L’an dernier, la Capitale a évité, on serait tenté de dire in extremis, que l’échec du 450e anniversaire de la venue de Jacques Cartier en 1984 ne se répète. À l’époque, l’événement qui devait faire affluer des milliers de touristes à Québec fut un cuisant échec pour la ville. Pendant quasiment 25 ans, les gens furent traumatisés : fini les dépenses inutiles, fini l’humiliation vis-à-vis Montréal.

Un 400e, un nouveau maire et un Red Bull Ice Crash plus tard et même les radios poubelles étaient dorénavant de la partie ! Tous derrière le « développement culturel » de la ville.

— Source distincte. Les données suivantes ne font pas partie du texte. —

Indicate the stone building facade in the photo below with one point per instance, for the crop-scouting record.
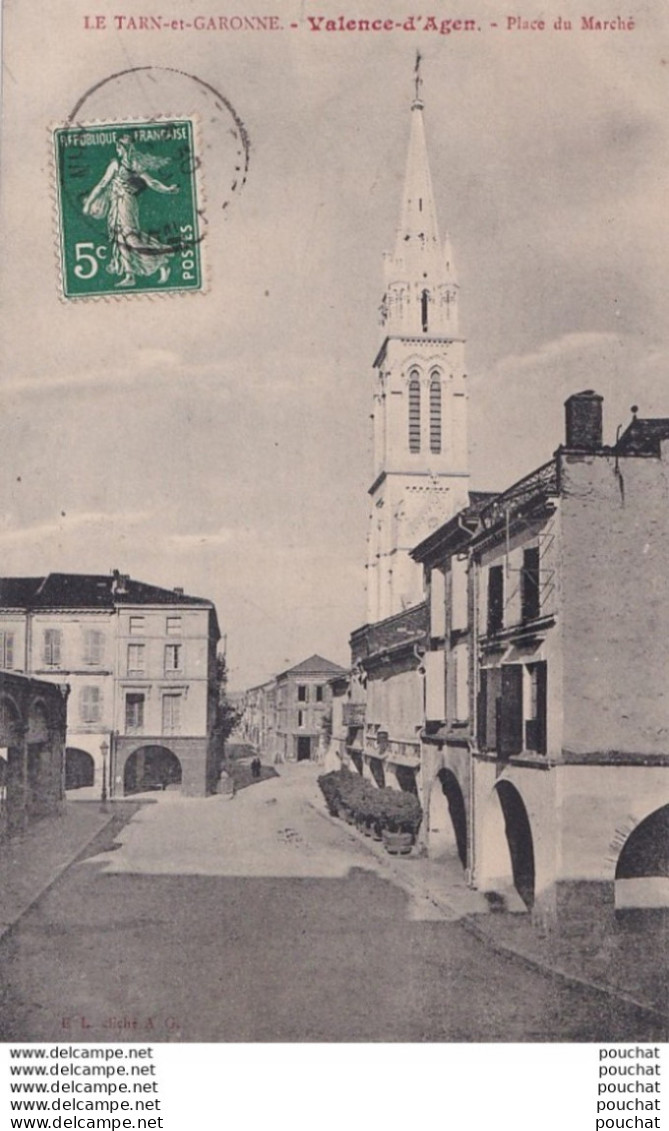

Normal, le nouveau maire, Labeaume, est un homme d’affaires des plus efficaces et il a décidé d’orienter son plan d’affaires sur la culture. Tant mieux et enfin, aurais-je envie de dire ! Les gens à Québec sont contents que leur ville revienne sur la map.

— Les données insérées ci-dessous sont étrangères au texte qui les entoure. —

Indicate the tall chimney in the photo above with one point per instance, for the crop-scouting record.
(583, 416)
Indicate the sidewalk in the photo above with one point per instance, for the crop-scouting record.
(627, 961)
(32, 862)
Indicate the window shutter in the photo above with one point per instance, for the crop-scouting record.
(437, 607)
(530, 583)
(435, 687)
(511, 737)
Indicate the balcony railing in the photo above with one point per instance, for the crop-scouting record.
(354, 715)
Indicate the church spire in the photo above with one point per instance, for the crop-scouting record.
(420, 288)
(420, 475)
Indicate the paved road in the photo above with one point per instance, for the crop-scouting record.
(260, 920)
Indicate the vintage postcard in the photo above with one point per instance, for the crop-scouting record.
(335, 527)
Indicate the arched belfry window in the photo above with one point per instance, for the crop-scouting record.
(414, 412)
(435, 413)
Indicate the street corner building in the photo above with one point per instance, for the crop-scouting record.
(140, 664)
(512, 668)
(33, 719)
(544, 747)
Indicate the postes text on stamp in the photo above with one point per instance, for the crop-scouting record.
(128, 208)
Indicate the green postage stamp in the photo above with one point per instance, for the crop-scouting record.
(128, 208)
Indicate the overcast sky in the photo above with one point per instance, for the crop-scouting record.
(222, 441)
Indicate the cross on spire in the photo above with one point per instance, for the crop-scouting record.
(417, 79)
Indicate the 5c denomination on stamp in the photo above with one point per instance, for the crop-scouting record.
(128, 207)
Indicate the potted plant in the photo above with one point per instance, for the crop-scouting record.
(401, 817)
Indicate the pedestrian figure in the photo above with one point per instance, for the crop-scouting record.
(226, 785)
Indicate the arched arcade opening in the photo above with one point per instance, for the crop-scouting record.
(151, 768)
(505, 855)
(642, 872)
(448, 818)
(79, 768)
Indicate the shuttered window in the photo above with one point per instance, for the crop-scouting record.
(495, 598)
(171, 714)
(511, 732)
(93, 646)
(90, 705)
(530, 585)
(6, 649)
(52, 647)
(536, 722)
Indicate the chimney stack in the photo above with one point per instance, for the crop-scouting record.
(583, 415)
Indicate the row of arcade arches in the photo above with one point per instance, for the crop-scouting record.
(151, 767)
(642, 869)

Mais ce n’est pas parce que les événements feux d’artifice y pleuvent depuis un an que la ville de Québec a changé pour autant. Elle est toujours une ville d’un demi-million à majorité blanche, francophone, catholique et fonctionnaire, qui a cédé un peu contre son gré le Vieux-Québec-carte-postale aux touristes. Qui carburent toujours à la radio-poubelle. Plutôt monolithique, elle est. Il existe certes quelques bastions de résistance, mais on ne les entend guère à Montréal. Peut-être ne sont-il tout simplement pas intéressés à participer au débat qu’est cette prétendue rivalité culturelle entre les deux villes.

Faubourg St-Jean-Baptiste
Faubourg St-Jean-Baptiste, Québec. Photo de Denis Chabot. CCDMD

En effet, je n’ai jamais entendu, pas même le loufoque maire nouveau, quelqu’un de Québec prétendre vouloir prendre la place culturelle de Montréal. Au contraire… Les gens de Québec sont bien contents que leur ville ne soit pas Montréal. Et vice-versa, d’ailleurs.

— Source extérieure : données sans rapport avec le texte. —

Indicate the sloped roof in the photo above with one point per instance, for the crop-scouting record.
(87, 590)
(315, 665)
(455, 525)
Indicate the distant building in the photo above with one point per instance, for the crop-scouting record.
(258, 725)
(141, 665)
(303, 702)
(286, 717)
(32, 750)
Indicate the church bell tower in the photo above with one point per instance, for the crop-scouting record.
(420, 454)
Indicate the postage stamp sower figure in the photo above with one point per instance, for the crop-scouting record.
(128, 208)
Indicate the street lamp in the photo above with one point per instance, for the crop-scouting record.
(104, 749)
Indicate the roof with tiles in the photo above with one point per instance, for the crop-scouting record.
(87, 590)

En fait, il n’y a que les médias de Montréal qui semblent s’émoustiller avec cette question. Encore plus ces jours-ci, dans un contexte où des rumeurs de scandales planent sur l’administration municipale. Cette entreprise de dénigrement de la métropole québécoise cache-t-elle plus que la volonté d’augmenter les cotes d’écoutes et la vente de copies?

Culturellement, la Capitale stagnait depuis longtemps; elle semble reprendre du poil de la bête depuis peu et nous ne pouvons que nous en réjouir. Les touristes voulant voir cette renaissance passeront par Montréal à la même occasion.

La Métropole, depuis des décennies, n’a jamais stagné. Elle est encore et toujours une destination mythique pour le touriste, encore et toujours une ville unique pour ceux qui y habitent, qui y ont habité.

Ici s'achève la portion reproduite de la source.